Core Training Following a C-SectionFebruary 19, 2019
Core training postnatally can be confusing as it is, but adding a C-section delivery into the mix can leave women with even more questions about what core exercises are safe and effective. Here are my ABCs of core training to keep in mind once you’ve been cleared to workout following a C-section (and we also have a safe, OB-approved early postpartum program to ease into the healing process ahead of embracing full activity!).
(A)bdominal separation (also known as diastasis recti). Have your abs separated? The likelihood is high. Most pregnancies result in some degree of separation between the two halves of the rectus abdominis (the 6-pack muscles). And even if you avoided it during pregnancy, a C-section delivery can induce the condition. I’ve worked with many clients who managed to avoid or minimize abdominal separation throughout pregnancy, only to discover that the surgeon literally pulled their abs apart while performing the Caesarean. How do you know if you have it? Watch this self-check video to find out. Some surgeons routinely stitch the lower abs back together after delivering the baby, so be sure to check all three measurement sites. While this might sound desirable, that’s not necessarily the case. I’ve seen women suffer more severe abdominal separation in the upper abs during subsequent pregnancies due to the stitching together of the lower abs… And that surgical “favor” does nothing to eliminate the muffin top. Don’t despair – there is a solution! If you do have abdominal separation in the upper, middle, and/or lower abs, seek out a medically proven exercise program to resolve diastasis recti and restore core strength before you dive into other workouts that could potentially exacerbate it. The last thing you need is weaker abs and a more compromised back. Because what takes the brunt of every core challenge when your abs are separated in the front? That’s right. Your back. And even if your abs have not separated, the targeted and progressive deep core exercises that help resolve diastasis recti are also shown to restore abdominal strength, form, tone, and core function.

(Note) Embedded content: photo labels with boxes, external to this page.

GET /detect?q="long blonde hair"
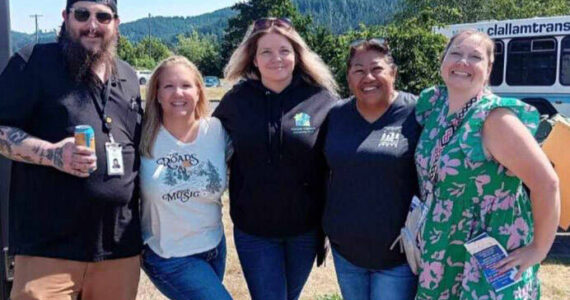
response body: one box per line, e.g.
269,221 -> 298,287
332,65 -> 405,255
139,55 -> 210,157
224,24 -> 338,95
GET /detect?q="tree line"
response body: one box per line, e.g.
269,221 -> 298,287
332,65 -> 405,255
119,0 -> 570,96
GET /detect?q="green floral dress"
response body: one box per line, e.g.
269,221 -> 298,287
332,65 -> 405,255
415,87 -> 540,300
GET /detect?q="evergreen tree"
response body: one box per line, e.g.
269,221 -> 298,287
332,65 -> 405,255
176,31 -> 222,76
117,36 -> 136,66
222,0 -> 312,64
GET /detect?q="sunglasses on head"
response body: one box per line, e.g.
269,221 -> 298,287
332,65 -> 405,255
253,18 -> 293,32
350,38 -> 390,50
69,8 -> 117,24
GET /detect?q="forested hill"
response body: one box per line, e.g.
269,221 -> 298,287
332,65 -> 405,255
120,7 -> 236,44
293,0 -> 400,33
12,0 -> 401,49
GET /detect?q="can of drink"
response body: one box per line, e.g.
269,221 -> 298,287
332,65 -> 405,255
75,125 -> 97,173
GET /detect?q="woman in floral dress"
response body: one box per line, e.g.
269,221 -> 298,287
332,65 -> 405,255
415,31 -> 560,300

(B)eware of barre. “What? But I thought barre was great with all those Pilates-inspired core exercises!” Unfortunately, a majority of the abdominal exercises in barre classes are detrimental to the core post-pregnancy, especially following a C-section. Any moves that lift either your shoulders or both of your legs off the floor from a back-lying position will widen your waistline and hinder core recovery. It’s also important to avoid or modify any exercises that involve tucking the pelvis and maintaining a C-curve. This is very unhealthy for back health and core function. Instead, maintain neutral spine (neither pelvis tucked under, nor butt sticking out) while performing those exercises. And finally, any moves that forcefully bulge the abs forward will cause more harm than good.This could include a variety of different moves and body positions. Be vigilant during class. Keep one hand on the abs when possible, or watch yourself closely in the mirror. Modify or swap in different exercises as needed. At the end of the day, you will likely be safer and more relaxed simply skipping the final 15-20 minutes of class, when they typically slate the abdominal work, and devoting those precious “me time” minutes to safe and progressive core stability exercises that build strength and restore muscle tone without inflicting collateral damage.
(C)urb the crunches, especially the cross-over type. Traditional core exercises such as crunches, reverse crunches and cross-over or bicycle crunches can actually induce abdominal separation in a healthy core (!) — yes, you read that correctly — , and these exercises will worsen diastasis recti if your abs have already separated. Eliminate crunches from your repertoire. Every forward flexion bulges the abs and stresses the spine. You do not need to to crunches or sit-ups of any variety for a healthy, strong or toned core. There are better, safer ways to train all layers of your abdominal muscles, including the transverse abdominis, the rectus abdominis and the obliques. Crunches inflict more harm than good, so you’re officially off the hook on doing crunches from now on.
What can you do to strengthen your abs and improve core function (that means a healthier back, better sex, no more leaking when you sneeze or cough)? Begin by building stability and muscle endurance with deep core exercises that healthfully engage the transverse abdominis, your natural corset, and your pelvic floor. As you get stronger, you can begin to incorporate progressively challenging planks, paying special attention to your breath and correct form. And adding twists to some of these exercises- the deep core activation and twisting or side planks, can ramp up tone and strength in your obliques. As long as you avoid combining twisting with forward flexion, twisting is safe postnatally and when DR is present. You can fully restore your core after a C-section, and even achieve greater strength and confidence than you might have enjoyed before you became a mother.